Minimax Optimality of Classical Scaling Under General Noise Conditions
Siddharth Vishwanath, Ery Arias-Castro
TL;DR
This work analyzes classical scaling under broad noise models where observed dissimilarities are $D=\Delta+\mathcal{E}$ with $\mathcal{E}=\Psi(\Delta,\Xi)$ and $q>4$ finite moments. The authors establish consistency and explicit convergence rates for the spectral embedding $\widehat{X}=\mathsf{CS}(D,p)$ in operator, Frobenius, and $L_{2\to\infty}$ norms, for both fixed and random configurations $X$, and provide matching minimax lower bounds, proving minimax optimality. Key results show $\min_{g\in\mathcal{G}(p)}\|\widehat{X}-g(X)\|_2 \lesssim \sigma\kappa$ and $\mathsf{L}_{rmse}(\widehat{X},X) \lesssim \sigma\kappa/\sqrt{n}$, along with $\mathsf{L}_{2\to\infty}(\widehat{X},X) \lesssim \sigma\sqrt{(\log n)/n}$ (up to constants depending on $\kappa,\varpi$); minimax lower bounds match these rates, including a $\sqrt{\log n / n}$ term for the uniform bound. Experiments corroborate the theory, highlighting the necessity of finite fourth moments and illustrating robustness across noise models.
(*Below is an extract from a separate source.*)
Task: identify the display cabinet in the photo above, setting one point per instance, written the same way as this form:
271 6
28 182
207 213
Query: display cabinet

Overall, the paper positions classical scaling as minimax-optimal under broad, realistic noise settings and clarifies its statistical limits for latent-position recovery.
Abstract
We establish the consistency of classical scaling under a broad class of noise models, encompassing many commonly studied cases in literature. Our approach requires only finite fourth moments of the noise, significantly weakening standard assumptions. We derive convergence rates for classical scaling and establish matching minimax lower bounds, demonstrating that classical scaling achieves minimax optimality in recovering the true configuration even when the input dissimilarities are corrupted by noise.